Opinion
2013-03-21
Lisa A. Burgess, Indian Lake, for appellant. Derek P. Champagne, District Attorney, Malone (Glenn MacNeill of counsel), for respondent.
Lisa A. Burgess, Indian Lake, for appellant.Derek P. Champagne, District Attorney, Malone (Glenn MacNeill of counsel), for respondent.
Before: ROSE, J.P., STEIN, and EGAN JR., JJ.
, J.
Appeal from a judgment of the County Court of Franklin County (Main Jr., J.), rendered November 14, 2011, convicting defendant upon his plea of guilty of the crime of promoting prison contraband in the first degree.
Defendant pleaded guilty to an indictment charging him with promoting prison contraband in the first degree with a commitment that County Court would sentence him as a second felony offender to a prison term not to exceed 1 3/4 to 3 1/2 years. Prior to sentencing, defense counsel was relieved and substitute counsel was assigned. Thereafter, defendant moved pursuant to CPL 220.60(3) to withdraw his plea. The court denied defendant's motion. County Court thereafter sentenced defendant to a prison term of 1 3/4 to 3 1/2 years and defendant now appeals.
The notice of appeal states November 7, 2011 as the date of the judgment from which the appeal is taken. However, November 7, 2011 is the date of the order denying defendant's motion to withdraw the plea and the notice of appeal purports to appeal from the judgment of conviction and each and every intermediate order. In the interest of justice, we will exercise our discretion to treat the notice of appeal as a valid appeal from the judgment of conviction rendered on November 14, 2011 ( seeCPL 460.10[6] ).

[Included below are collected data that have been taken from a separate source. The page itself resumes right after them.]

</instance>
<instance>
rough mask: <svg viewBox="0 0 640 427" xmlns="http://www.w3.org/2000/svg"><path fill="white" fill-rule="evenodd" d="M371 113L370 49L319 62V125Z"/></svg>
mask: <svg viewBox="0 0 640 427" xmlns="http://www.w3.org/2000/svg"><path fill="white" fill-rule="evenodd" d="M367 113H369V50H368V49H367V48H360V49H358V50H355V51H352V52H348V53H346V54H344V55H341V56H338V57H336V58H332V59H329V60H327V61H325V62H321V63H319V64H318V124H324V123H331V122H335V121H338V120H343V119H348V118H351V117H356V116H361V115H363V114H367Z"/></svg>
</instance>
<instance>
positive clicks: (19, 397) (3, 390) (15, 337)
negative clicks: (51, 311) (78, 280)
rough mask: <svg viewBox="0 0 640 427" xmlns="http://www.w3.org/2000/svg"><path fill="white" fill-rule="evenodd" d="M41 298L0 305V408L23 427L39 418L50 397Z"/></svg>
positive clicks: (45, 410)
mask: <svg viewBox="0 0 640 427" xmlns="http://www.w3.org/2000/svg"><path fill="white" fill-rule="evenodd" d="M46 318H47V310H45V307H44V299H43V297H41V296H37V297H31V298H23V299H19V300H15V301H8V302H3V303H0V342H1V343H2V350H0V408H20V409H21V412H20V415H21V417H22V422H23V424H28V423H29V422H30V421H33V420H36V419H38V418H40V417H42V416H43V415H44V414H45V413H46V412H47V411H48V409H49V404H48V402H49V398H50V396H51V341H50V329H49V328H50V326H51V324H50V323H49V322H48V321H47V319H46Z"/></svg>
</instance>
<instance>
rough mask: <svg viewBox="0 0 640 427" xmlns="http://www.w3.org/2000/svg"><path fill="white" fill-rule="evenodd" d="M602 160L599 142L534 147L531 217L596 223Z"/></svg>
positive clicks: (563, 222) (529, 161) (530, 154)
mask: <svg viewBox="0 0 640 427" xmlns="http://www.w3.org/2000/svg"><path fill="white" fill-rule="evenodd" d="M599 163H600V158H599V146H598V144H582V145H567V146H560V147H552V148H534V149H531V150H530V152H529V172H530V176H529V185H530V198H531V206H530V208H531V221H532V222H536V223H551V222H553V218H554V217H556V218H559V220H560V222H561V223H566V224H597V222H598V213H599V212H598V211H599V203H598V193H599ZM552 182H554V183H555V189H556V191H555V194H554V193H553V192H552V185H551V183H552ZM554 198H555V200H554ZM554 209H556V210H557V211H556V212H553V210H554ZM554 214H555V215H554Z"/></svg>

Defendant's sole argument on appeal is that County Court improperly denied his motion to withdraw the plea without providing him an adequate opportunity to be heard. We disagree. Whether to grant a motion to withdraw a plea rests within the sound discretion of the trial court, and a hearing is only required in rare instances ( see People v. Hayes, 71 A.D.3d 1187, 1188, 896 N.Y.S.2d 225 [2010],lv. denied15 N.Y.3d 852, 909 N.Y.S.2d 29, 935 N.E.2d 821 [2010];People v. Davis, 250 A.D.2d 939, 940, 672 N.Y.S.2d 945 [1998] ). In this case, County Court assigned counsel to represent defendant and a written motion to withdraw was submitted. Defendant was afforded a “reasonable opportunity to present his contentions” ( People v. Tinsley, 35 N.Y.2d 926, 927, 365 N.Y.S.2d 161, 324 N.E.2d 544 [1974];see People v. Fiumefreddo, 82 N.Y.2d 536, 543–544, 605 N.Y.S.2d 671, 626 N.E.2d 646 [1993] ), and nothing raised in his motion papers warranteda hearing. The court explained its reasons for denying the motion in a detailed decision explaining that the motion was denied because defendant's arguments were belied by the record of the plea proceeding, wherein defendant admitted to conduct constituting the crime, acknowledged that he understood the plea and had sufficient time to discuss the matter with counsel, had not been coerced into pleading guilty and was doing so freely and voluntarily. Under these circumstances, we find no abuse of County Court's discretion in denying defendant's motion without a hearing ( see People v. Hayes, 71 A.D.3d at 1188, 896 N.Y.S.2d 225;People v. Branton, 35 A.D.3d 1035, 1036 [2006],lv. denied8 N.Y.3d 982, 838 N.Y.S.2d 485, 869 N.E.2d 661 [2007] ).
ORDERED that the judgment is affirmed.
ROSE, J.P., STEIN and EGAN JR., JJ., concur.